After England's victory today, a band of the team's fans was having a tailgate party of sorts outside Azteca Stadium -- plenty of beer but no car. About 10 of them, with cups raised, chanted a tune with the following lyrics:
"In '82, it was a rout/In '86, we'll drink our stout/We'll take no lives, we'll use no tanks/But the gauchos again will give no thanks."
"I hope no one takes this seriously," said James Marks, a London investment counselor who led the choir. "It's possible the Argentines might be more sensitive about it than us. I think the only ones who make a big deal out of it are our English newspapers. They love to sell papers with bloody nonsense."
With England's victory today, Europe has advanced five teams (France, West Germany, Belgium, Spain and England) to the quarterfinals, an unexpected development in a Latin America-based World Cup.
England continued its remarkable turnaround. After going scoreless in its first two Cup matches, against Portugal and Morocco, it has posted back-to-back, 3-0 victories over Poland and Paraguay.
"We really didn't start that slowly," Robson said. "We played very well against Portugal, well enough to win. And you saw what West Germany did yesterday against Morocco. So we did well to tie Morocco, playing 50 minutes with only 10 men. Today, we did marvelously well."
Today's match had figured to be low-scoring, since only three players from these two teams had scored in a combined six Cup matches (Lineker for England, Roberto Cabanas and Julio Cesar Romero for Paraguay).
In the 29th minute of a game that started slowly, Paraguay's Adolfino Canete sent a hard shot on goal from 20 yards that Peter Shilton leaped for and knocked over the crossbar with his hand.
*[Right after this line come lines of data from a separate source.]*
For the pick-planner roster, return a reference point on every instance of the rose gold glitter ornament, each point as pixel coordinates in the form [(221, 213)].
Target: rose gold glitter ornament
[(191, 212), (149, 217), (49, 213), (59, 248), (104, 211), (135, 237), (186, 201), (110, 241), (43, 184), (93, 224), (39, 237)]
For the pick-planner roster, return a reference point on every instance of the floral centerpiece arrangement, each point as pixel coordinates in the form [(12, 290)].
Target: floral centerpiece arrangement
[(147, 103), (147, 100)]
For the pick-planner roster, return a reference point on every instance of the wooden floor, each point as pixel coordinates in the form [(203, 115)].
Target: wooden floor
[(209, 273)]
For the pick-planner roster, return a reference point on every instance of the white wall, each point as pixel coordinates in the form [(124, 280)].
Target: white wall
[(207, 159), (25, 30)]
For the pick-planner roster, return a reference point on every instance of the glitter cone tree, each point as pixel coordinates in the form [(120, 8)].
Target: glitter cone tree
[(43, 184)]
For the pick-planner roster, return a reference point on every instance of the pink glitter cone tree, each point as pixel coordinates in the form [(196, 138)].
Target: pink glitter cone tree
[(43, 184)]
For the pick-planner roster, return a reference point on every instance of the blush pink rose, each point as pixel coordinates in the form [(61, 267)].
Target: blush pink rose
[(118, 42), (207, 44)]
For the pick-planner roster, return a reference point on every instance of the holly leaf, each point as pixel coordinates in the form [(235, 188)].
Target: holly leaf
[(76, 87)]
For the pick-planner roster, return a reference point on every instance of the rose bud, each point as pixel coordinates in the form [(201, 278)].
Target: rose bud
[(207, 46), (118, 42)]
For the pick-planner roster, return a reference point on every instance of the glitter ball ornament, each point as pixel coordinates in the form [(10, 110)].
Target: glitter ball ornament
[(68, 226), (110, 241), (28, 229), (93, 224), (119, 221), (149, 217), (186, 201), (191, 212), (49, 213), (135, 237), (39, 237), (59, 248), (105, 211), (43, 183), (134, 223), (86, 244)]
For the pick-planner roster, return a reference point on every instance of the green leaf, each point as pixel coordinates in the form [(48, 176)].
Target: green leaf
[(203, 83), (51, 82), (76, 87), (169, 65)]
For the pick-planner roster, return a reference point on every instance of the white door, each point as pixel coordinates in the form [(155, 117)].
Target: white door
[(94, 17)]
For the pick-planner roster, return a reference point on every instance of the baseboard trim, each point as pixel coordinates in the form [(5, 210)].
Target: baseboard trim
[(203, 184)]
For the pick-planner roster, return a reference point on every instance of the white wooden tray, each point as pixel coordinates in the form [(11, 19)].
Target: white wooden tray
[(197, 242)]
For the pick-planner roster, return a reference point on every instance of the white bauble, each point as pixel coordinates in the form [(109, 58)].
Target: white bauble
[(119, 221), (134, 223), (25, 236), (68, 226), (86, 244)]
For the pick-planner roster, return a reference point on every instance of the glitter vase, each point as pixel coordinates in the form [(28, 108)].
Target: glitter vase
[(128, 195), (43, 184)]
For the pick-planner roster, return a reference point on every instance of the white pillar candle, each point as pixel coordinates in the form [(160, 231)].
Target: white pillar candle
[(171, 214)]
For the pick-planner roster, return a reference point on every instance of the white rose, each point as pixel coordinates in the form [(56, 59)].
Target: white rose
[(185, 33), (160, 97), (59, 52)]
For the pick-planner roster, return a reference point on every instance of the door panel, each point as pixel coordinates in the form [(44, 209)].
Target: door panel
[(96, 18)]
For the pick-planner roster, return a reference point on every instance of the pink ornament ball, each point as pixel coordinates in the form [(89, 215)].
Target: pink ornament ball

Two minutes later, Terry Butcher tried to clear the ball to Shilton, but hit it too weakly. As Shilton came out, Paraguay's Alfredo Mendoza got the ball deep on the right side, but his angle on the untended goal was too shallow. By the time he passed to Canete, Shilton had gotten back into position and blocked the shot.
England got its first goal in the 32nd minute. From the right side, Butcher sent a crossing pass to Steve Hodge at the far post. Goalkeeper Roberto Fernandez went out to meet Hodge, who sent a roller across the goal mouth. Lineker, who was prone in front of the goal, stuck out a foot and poked the ball home.
England made it 2-0 in the 11th minute of the second half. Butcher's hard shot was blocked by Romero, but Beardsley got the rebound and scored -- the first Cup goal by an English player other than Lineker. The goal came with only 10 English players on the field; Lineker had just been taken off on a stretcher because of an elbow in the throat.
Lineker returned quickly, however, and scored his fifth goal of the tournament in the 28th minute of the second half.